Since the latest financial bubble popped so loudly, commentators have been recalling a gentleman named John Law. Law was an adventurous Scot who back in the very early 1700s came up with the "Mississippi Scheme," a speculative investment project which ended up just about bankrupting the French nation. The project had so many repercussions that the first 45 pages of Charles Mackay's classic Extraordinary Popular Delusions and the Madness of Crowds ( 1841) are devoted to it.
Was Law then an economic criminal in the class of Charles Ponzi, Alexandre Stavisky or Bernard Madoff? Mackay himself is ambivalent, on the one hand saying that "Historians are divided in opinion as to whether they should designate him a knave or a madman," and on the other asking, "How was [Law] to foretell that the French people ... would kill, in their frantic eagerness, the fine goose he had brought to lay them so many golden eggs?"

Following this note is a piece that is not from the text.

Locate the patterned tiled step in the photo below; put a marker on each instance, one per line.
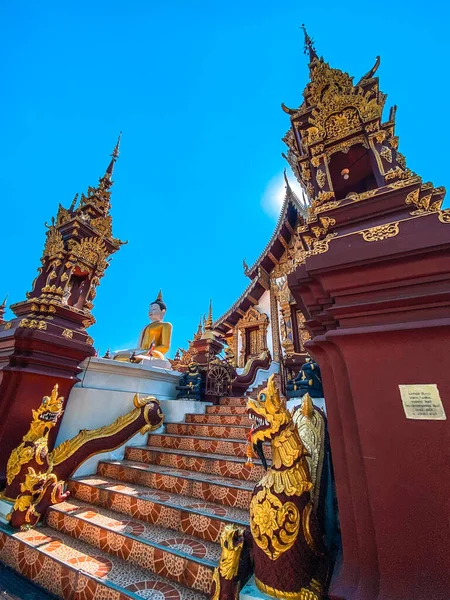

A recent book by Niall Ferguson, The Ascent of Money, terms John Law "the man who invented the stock market bubble." In Arthur Herman's How the Scots Invented the Modern World, Law is portrayed as "a dreamer who never let details get in the way of a good plan," a visionary who "convince[d] the French crown to set up the Bank Royale."
Where does the truth lie, I wonder. Not all financiers are swindlers. But even if high finance can be a good thing, we have had much too much of it.